The contract time of the Wannonbah mail was indulgent. The driver had no particular reason to reach that somewhat prosaic and monotoned village before the stated hour. When Wanderer slackened speed a mile on the hither side of the Corindah gate, it was with some surprise that Pollie descried a strange four-in-hand converging from another point. Wanderer pricked up his ears, while his rider looked eagerly across the plain with the intense, far-searching gaze of a dweller in the desert, as if she had power to read, even at that distance, each sign and symbol of the equipage.

'Can't be a coach, surely,' she soliloquised. 'One mail is more than enough for all our wants in the letter and passenger way. Cobb and Co. grumble at feeding their teams now, poor things! Who in the world is likely to drive four horses in a season like this? No one but a lunatic, I should think. Such well-bred ones too! I can see the leaders tossing their heads—a grey and a bay. I can't make out the wheelers for the dust. No! Yes! Now I know who it is. Oh, what fun! I beg his pardon. Of course it's Jack Charteris. He said he was going to town. Poor Jack! I wish I was going with him. But that won't do. I should like to go and meet him, only then he would make sure I was interested in him. What a misfortune it is to be a girl! Now I must go in and dress for the evening, and receive him properly, which means unnaturally and artificially. Come along, Wanderer!'

When Mr. Jack Charteris swept artistically and accurately through the entrance gate and drew up before the stable range with a fixed expectation that some one might see and admire him, he was disappointed to observe no one but Mr. Gateward and a black boy. To them it was left to perform the rôle of spectators, audience, and sympathisers generally.
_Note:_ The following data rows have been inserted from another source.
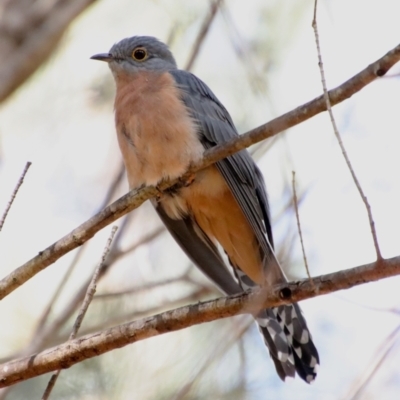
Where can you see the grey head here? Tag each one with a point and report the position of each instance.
(138, 53)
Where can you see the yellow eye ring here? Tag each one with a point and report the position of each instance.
(139, 54)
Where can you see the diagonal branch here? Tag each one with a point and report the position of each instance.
(93, 345)
(135, 198)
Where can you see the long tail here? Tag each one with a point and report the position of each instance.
(287, 337)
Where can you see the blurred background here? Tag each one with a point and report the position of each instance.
(259, 57)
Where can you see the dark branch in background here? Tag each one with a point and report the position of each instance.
(91, 290)
(30, 31)
(215, 4)
(296, 209)
(93, 345)
(14, 194)
(135, 198)
(339, 138)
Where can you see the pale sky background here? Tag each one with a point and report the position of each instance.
(55, 122)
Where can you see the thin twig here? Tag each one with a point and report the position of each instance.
(135, 198)
(296, 209)
(203, 33)
(42, 330)
(14, 194)
(91, 290)
(93, 345)
(339, 139)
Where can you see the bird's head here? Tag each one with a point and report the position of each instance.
(138, 53)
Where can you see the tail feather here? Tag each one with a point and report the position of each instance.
(287, 337)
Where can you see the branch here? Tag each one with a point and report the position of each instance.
(92, 345)
(135, 198)
(14, 194)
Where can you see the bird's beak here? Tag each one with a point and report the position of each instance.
(107, 57)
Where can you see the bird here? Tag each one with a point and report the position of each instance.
(165, 119)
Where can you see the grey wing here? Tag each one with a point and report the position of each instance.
(199, 248)
(239, 170)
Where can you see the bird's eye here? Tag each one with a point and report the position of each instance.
(139, 54)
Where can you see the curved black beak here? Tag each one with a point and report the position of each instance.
(107, 57)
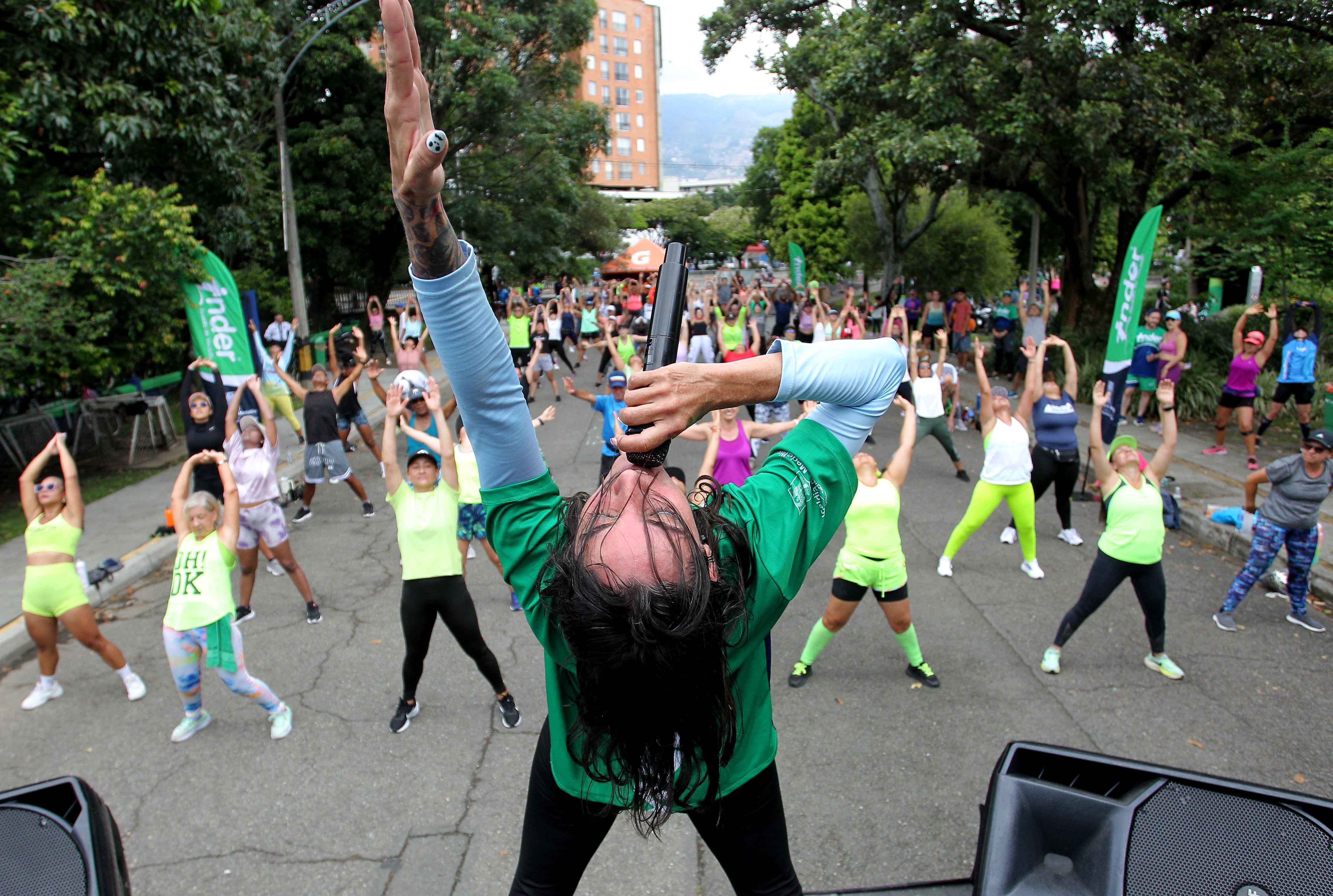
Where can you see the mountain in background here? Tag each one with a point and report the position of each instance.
(710, 137)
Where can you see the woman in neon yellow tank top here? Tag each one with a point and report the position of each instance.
(199, 628)
(53, 593)
(1132, 544)
(872, 558)
(1007, 471)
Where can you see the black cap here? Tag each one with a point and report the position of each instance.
(1321, 436)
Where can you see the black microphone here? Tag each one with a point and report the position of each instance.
(664, 337)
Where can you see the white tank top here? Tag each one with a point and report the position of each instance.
(1008, 460)
(928, 397)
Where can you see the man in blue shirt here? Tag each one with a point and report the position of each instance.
(1296, 379)
(608, 406)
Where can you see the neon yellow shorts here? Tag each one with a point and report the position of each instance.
(882, 575)
(53, 590)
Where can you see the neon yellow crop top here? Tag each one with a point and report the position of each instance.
(59, 535)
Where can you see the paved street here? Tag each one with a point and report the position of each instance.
(882, 781)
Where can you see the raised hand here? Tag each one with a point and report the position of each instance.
(1099, 393)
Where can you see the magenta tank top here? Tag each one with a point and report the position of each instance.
(732, 467)
(1241, 378)
(1168, 347)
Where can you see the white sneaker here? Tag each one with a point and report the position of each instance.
(1071, 537)
(280, 723)
(40, 695)
(135, 687)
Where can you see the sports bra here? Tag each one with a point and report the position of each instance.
(59, 535)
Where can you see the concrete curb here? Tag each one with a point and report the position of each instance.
(1226, 538)
(140, 563)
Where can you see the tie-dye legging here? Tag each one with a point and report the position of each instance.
(186, 654)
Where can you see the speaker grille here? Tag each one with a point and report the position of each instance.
(40, 858)
(1208, 843)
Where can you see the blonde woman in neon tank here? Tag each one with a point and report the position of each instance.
(199, 628)
(53, 593)
(872, 558)
(1007, 471)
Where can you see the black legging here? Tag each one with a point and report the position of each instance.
(1104, 578)
(746, 830)
(447, 597)
(1064, 474)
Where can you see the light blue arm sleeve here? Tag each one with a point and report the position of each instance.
(854, 380)
(476, 356)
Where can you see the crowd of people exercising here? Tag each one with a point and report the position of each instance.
(654, 594)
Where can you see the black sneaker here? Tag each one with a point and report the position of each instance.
(924, 675)
(800, 675)
(510, 714)
(403, 716)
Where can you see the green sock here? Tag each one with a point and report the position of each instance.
(819, 639)
(910, 646)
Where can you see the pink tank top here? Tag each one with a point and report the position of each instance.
(734, 457)
(1241, 378)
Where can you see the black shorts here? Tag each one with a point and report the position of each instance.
(1303, 393)
(844, 590)
(1232, 401)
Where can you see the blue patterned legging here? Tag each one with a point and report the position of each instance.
(1302, 546)
(186, 654)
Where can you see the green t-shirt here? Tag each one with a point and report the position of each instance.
(429, 527)
(200, 583)
(1135, 530)
(788, 510)
(519, 337)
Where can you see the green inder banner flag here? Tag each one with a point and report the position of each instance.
(1124, 322)
(796, 258)
(217, 322)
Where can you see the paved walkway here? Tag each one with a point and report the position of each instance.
(882, 781)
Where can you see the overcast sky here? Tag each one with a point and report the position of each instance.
(683, 67)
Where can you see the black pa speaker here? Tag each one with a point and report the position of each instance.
(1063, 822)
(59, 839)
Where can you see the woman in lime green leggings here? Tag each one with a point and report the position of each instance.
(1007, 474)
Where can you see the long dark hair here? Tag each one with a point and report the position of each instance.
(651, 673)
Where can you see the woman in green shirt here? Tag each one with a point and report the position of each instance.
(1132, 544)
(199, 623)
(426, 503)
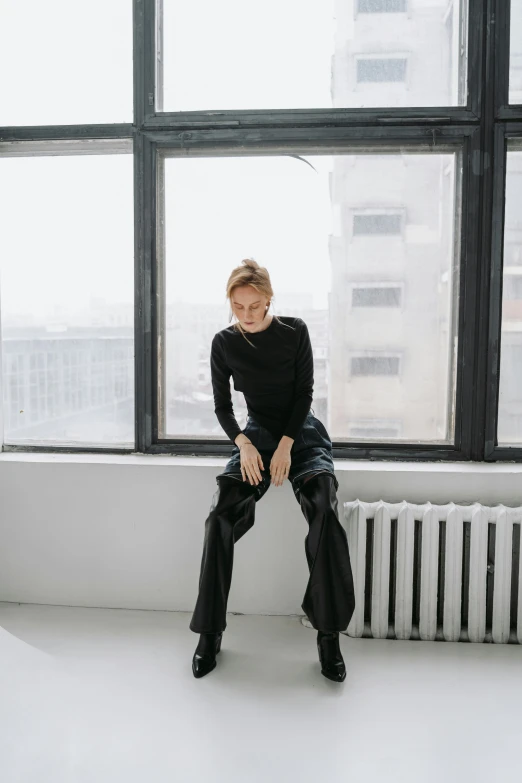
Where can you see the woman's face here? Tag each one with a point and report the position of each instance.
(249, 307)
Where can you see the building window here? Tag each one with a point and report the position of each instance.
(372, 224)
(512, 287)
(380, 6)
(385, 69)
(375, 365)
(374, 430)
(376, 296)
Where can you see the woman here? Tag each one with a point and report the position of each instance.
(271, 362)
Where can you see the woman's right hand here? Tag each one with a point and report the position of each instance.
(251, 463)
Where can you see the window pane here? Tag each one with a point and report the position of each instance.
(381, 6)
(510, 391)
(377, 357)
(67, 62)
(515, 60)
(318, 54)
(67, 292)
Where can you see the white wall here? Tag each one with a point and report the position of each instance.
(127, 531)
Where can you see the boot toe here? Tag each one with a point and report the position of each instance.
(202, 665)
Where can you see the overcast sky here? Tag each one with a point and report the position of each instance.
(66, 225)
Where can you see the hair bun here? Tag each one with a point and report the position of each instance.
(249, 262)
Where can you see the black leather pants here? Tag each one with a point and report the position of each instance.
(329, 599)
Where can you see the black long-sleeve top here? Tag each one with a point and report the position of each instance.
(276, 376)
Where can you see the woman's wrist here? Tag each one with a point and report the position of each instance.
(241, 440)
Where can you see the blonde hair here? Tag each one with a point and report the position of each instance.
(250, 273)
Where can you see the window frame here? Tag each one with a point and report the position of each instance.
(481, 128)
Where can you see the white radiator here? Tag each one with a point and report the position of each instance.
(449, 573)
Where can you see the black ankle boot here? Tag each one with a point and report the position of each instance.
(204, 659)
(332, 664)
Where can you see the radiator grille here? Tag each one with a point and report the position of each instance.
(448, 573)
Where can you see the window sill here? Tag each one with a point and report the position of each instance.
(341, 466)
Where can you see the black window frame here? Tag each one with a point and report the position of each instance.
(481, 128)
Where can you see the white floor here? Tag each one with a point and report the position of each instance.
(107, 695)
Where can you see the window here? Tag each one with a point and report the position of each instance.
(239, 59)
(355, 150)
(389, 69)
(375, 224)
(63, 282)
(381, 6)
(515, 53)
(295, 199)
(374, 429)
(71, 62)
(510, 389)
(375, 296)
(375, 365)
(513, 287)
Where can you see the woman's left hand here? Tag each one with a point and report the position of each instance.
(280, 464)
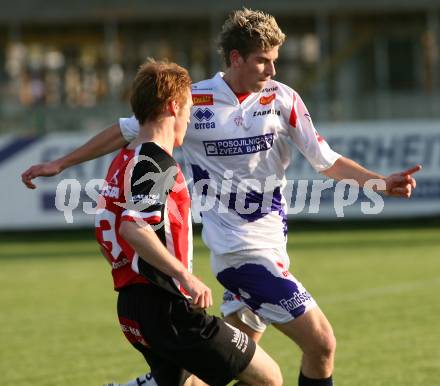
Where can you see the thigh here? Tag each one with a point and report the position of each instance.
(132, 311)
(236, 312)
(261, 280)
(175, 334)
(208, 347)
(310, 331)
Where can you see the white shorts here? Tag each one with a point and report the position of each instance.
(260, 280)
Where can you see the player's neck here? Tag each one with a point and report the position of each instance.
(234, 81)
(160, 132)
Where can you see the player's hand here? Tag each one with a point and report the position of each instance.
(47, 169)
(401, 184)
(200, 293)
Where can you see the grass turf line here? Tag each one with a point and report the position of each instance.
(378, 287)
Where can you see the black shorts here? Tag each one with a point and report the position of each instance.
(178, 341)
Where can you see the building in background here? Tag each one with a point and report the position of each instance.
(69, 65)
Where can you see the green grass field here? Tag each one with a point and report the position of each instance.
(379, 285)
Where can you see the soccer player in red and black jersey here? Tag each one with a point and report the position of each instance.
(144, 229)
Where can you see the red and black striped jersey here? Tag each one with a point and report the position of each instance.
(144, 185)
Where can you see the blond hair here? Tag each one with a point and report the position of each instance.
(246, 30)
(155, 85)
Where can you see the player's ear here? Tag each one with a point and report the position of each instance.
(173, 107)
(235, 58)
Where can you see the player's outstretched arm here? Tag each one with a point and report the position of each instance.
(149, 247)
(398, 184)
(103, 143)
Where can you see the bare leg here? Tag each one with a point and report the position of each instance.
(262, 370)
(313, 333)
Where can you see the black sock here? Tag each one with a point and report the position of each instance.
(305, 381)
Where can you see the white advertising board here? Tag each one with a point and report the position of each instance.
(385, 147)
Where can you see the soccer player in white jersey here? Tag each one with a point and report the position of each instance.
(239, 141)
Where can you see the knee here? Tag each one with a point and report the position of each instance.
(272, 377)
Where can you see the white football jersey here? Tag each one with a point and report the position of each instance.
(243, 150)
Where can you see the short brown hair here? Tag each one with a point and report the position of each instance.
(246, 30)
(155, 85)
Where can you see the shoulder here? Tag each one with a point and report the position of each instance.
(151, 157)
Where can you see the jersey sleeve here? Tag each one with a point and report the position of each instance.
(302, 131)
(150, 184)
(129, 128)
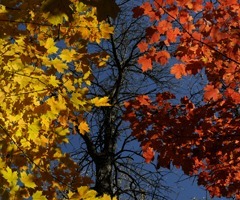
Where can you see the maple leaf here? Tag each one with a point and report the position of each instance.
(162, 57)
(67, 55)
(148, 154)
(38, 195)
(145, 62)
(50, 46)
(83, 127)
(103, 101)
(10, 176)
(143, 46)
(178, 70)
(211, 93)
(27, 180)
(172, 34)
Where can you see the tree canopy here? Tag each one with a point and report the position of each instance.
(70, 67)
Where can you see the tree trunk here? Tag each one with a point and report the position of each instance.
(103, 175)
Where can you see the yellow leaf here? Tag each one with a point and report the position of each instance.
(68, 84)
(50, 46)
(27, 180)
(10, 176)
(33, 130)
(100, 101)
(2, 163)
(53, 81)
(38, 195)
(85, 193)
(62, 132)
(106, 30)
(83, 127)
(67, 55)
(59, 65)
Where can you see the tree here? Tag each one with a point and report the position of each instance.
(70, 71)
(44, 82)
(55, 89)
(201, 138)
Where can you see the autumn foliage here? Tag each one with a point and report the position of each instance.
(43, 87)
(45, 77)
(201, 138)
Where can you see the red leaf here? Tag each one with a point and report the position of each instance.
(137, 12)
(162, 57)
(144, 100)
(143, 46)
(211, 93)
(172, 34)
(178, 70)
(148, 154)
(145, 62)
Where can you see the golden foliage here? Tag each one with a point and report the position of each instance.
(44, 78)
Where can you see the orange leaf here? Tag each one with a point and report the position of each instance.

'Why, Gateward, old man, what's the meaning of this?' said the charioteer, signing to his own black urchin to jump down. 'Are you and Tarpot all the men left alive on Corindah? Sad effects of a dry season and overstocking, eh? No rouse-abouts, no boundary riders, no new chums, no nobody? Family gone away too? I'm not going to ruin you in the forage line either. Brought my own feed—plenty of corn and chaff inside the drag. Don't intend to eat my friends out of house and home this beastly season.'

By this time Mr. Gateward and the black boys had applied themselves with a will to the unharnessing of the team, so that the new-comer, who had uttered the preceding remarks, exclamations, and inquiries in a loud, cheerful, confident manner, threw down his reins and descended from his seat without more ado.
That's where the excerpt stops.